Now you can hopefully see how similar the steps are to the group convolution. And we proceed in a similar fashion. We define an operation that we call group self-attention, that directly acts on the lifted version of our indices.

Observe that the group self-attention causes a 90-degree rotation of the kernels and a cyclic permutation along the group axis.
After multiple of such group self-attention layers we do a pooling operation like mean pooling, and thus we create invariance under the group action. We now build a self-attention operation that is invariant under 90-degree rotations of our input. Great!
Now, let's examine the equivariance properties in the context of lifting self-attention and group self-attention. To assess this, we input an image along with its 90-degree rotated counterpart into our network, observing how the model's representation evolves after the lifting and group self-attention operations.
By scrutinizing the changes in the model's representation, we gain insights into the efficacy of the equivariant design.

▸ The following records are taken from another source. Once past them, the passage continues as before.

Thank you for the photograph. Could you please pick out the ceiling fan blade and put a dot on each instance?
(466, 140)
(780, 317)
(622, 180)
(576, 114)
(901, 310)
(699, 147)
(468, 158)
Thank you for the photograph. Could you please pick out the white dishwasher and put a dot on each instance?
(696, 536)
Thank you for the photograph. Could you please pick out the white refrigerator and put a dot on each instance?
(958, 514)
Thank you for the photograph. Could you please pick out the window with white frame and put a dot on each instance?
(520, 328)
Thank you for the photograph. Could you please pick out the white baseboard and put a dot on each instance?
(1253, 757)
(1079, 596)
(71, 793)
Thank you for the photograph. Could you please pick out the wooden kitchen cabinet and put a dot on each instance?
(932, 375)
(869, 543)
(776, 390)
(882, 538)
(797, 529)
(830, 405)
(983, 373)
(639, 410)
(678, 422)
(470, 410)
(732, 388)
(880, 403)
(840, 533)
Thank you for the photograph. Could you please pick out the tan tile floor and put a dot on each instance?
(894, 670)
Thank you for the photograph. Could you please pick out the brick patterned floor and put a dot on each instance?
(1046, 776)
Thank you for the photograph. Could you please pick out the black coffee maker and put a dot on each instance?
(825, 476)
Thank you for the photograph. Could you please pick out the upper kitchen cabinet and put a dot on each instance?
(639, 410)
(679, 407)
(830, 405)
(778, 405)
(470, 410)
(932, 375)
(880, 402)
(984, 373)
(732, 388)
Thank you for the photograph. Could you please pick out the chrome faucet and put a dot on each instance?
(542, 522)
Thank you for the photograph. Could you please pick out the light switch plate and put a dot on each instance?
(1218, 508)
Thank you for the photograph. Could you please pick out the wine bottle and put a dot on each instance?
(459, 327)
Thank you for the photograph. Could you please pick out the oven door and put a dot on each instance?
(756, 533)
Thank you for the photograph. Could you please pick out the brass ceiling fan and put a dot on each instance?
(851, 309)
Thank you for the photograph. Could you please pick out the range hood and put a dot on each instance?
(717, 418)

Specifically, we seek to understand how the network responds to variations in the input, especially in terms of rotation. This comparative analysis provides a nuanced perspective on the model's ability to maintain consistent and interpretable (invariant) representations despite transformations in the input data.
Notably, we observe that the network's representations remain invariant up to a 90-degree rotation and a cyclic permutation. This robust consistency in the model's responses underscores the achieved equivariance, affirming its capacity to preserve essential features and patterns under the group action.
Conclusions
The discovered insights underscore the promising potential of group equivariant priors. The demonstrated capability to sustain consistent representations amidst specific transformations implies a valuable avenue for improving overall network performance and generalization. The integration of group equivariance into the network architecture offers the prospect of heightened stability and generalization, rendering it a compelling approach for applications where geometric patterns in the data can be leveraged.